Le ministère de l’Enseignement supérieur et de la Recherche scientifique annonce l’ouverture d’un concours national pour l’accès au grade de maître de conférences hospitalo-universitaire classe A, au titre de l’année 2026. L’opération porte sur 958 postes, dans un contexte marqué par une pression croissante sur les structures hospitalo-universitaires et un besoin accru en encadrement médical qualifié. Le concours porte «sur un total de 958 postes, répartis entre 596 postes au niveau des centres hospitalo-universitaires (CHU), 117 au sein des établissements publics hospitaliers (EPH), 114 dans les établissements hospitaliers spécialisés (EHS), ainsi que 141 postes nominatifs réservés à la santé militaire».

Institué par un arrêté ministériel daté du 12 avril 2026, ce concours n’a toutefois pas encore fait l’objet d’un calendrier précis pour le déroulement des épreuves. Comme de coutume, la date du concours devrait être fixée ultérieurement, après la clôture des inscriptions et l’examen des dossiers de candidature. L’opération intervient dans un contexte marqué par une augmentation continue du nombre d’étudiants en médecine, des départs à la retraite et une intensification des besoins en prise en charge spécialisée. Ces facteurs ont progressivement accru la pression sur les équipes hospitalo-universitaires, rendant ce concours particulièrement attendu.

Le dispositif de promotion est complètement encadré et s’inscrit dans la continuité des opérations de promotion organisées de manière périodique afin d’assurer le renouvellement du corps hospitalo-universitaire. L’accès est réservé, bien évidemment, aux maîtres de conférences hospitalo-universitaires classe B, en activité et titulaires d’un doctorat en sciences médicales. Ces profils expérimentés sont, ainsi, appelés à renforcer leur rôle dans les trois missions fondamentales du système hospitalo-universitaire, à savoir l’enseignement, la recherche scientifique et la pratique clinique.

En ce qui concerne la procédure de sélection et les échéances, les candidats disposent, selon l’arrêté ministériel, d’un délai de vingt jours ouvrables pour déposer leurs dossiers auprès de leurs établissements d’exercice. Une première sélection est effectuée sur la base des dossiers, avant l’organisation des épreuves au niveau des facultés de médecine et des structures hospitalo-universitaires concernées. Les résultats sont arrêtés par spécialité et par ordre de mérite, en fonction des postes disponibles.

À l’issue du concours, les lauréats seront nommés au grade de maître de conférences hospitalo-universitaire classe A. Toutefois, un candidat admis qui ne rejoint pas son poste dans un délai d’un mois perd le bénéfice de son admission et ne peut se représenter au concours qu’après un délai de trois ans. Il s’agit d’une disposition importante, visant à garantir la stabilité des affectations et la continuité du service.

Il y a lieu de rappeler dans ce contexte que le précédent concours, lancé en avril 2023, avait concerné 755 postes, dont 100 destinés à la santé militaire. Même si ces épreuves suscitent une forte affluence au sein du corps médical universitaire, ils sont traditionnellement marqués par une forte sélectivité, en raison du nombre limité de postes et de l’importance stratégique du grade dans la carrière hospitalo-universitaire. Outre la dimension promotionnelle, ce concours constitue un levier essentiel dans le système de santé. Les enseignants hospitalo-universitaires jouent un rôle central dans la formation des futurs médecins, la production scientifique et l’amélioration de la qualité des soins.

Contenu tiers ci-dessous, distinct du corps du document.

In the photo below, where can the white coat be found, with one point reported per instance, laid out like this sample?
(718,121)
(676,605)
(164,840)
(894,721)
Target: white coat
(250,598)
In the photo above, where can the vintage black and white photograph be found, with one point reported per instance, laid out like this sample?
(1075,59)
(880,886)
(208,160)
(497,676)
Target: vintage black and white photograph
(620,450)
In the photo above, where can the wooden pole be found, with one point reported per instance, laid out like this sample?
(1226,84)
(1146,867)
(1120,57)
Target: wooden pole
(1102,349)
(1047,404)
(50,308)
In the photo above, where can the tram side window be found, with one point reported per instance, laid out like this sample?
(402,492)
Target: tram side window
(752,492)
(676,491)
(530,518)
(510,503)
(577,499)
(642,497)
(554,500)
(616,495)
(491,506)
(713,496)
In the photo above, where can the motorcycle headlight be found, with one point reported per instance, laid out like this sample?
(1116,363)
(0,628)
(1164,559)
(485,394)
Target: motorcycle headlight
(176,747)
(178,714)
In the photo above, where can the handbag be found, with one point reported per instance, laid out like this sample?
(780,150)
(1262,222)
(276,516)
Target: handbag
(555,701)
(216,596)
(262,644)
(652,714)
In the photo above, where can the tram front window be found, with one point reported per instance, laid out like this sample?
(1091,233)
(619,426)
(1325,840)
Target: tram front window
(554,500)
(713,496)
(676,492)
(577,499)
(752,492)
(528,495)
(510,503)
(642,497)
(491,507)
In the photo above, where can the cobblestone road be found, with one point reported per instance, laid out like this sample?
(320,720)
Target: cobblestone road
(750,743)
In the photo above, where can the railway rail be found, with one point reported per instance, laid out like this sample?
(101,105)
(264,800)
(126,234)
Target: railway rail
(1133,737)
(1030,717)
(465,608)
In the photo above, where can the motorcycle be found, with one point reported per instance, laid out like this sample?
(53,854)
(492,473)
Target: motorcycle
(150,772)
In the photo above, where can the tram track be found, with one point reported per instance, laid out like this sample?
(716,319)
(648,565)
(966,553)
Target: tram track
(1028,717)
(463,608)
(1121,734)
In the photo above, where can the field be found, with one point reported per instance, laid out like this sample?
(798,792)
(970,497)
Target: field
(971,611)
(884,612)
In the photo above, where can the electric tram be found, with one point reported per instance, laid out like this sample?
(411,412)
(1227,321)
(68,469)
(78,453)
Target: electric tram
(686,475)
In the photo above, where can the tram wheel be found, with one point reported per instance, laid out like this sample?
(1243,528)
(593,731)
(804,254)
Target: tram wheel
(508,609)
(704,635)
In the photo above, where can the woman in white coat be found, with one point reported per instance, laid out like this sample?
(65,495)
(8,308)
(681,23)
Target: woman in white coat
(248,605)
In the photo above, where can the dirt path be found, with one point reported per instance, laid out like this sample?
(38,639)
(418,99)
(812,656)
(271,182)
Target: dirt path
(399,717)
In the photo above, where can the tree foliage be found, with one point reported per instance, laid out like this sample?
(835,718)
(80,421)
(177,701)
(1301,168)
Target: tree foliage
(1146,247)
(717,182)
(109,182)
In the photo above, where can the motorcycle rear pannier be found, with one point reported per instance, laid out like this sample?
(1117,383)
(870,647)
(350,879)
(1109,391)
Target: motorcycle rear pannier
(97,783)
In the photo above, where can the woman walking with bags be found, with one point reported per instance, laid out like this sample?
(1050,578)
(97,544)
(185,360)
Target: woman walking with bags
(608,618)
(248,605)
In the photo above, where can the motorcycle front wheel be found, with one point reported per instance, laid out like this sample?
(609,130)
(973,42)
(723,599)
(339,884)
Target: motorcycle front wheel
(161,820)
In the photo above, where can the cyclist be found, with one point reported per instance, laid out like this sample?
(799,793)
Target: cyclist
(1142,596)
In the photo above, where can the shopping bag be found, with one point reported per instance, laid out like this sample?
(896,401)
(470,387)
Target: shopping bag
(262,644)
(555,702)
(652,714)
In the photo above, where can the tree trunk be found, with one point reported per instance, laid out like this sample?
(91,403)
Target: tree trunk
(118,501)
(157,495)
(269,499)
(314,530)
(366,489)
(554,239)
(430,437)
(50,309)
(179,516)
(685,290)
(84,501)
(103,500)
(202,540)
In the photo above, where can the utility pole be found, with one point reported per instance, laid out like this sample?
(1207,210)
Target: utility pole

Leur présence conditionne directement la performance des établissements hospitalo-universitaires et la capacité du système à répondre aux besoins croissants de la population. L’ouverture de près de 958 postes représente une avancée significative. Toutefois, les spécialistes estiment que cet effort devra être consolidé dans le temps afin de répondre durablement aux mutations du système de santé, particulièrement dans le cadre de la modernisation progressive du secteur.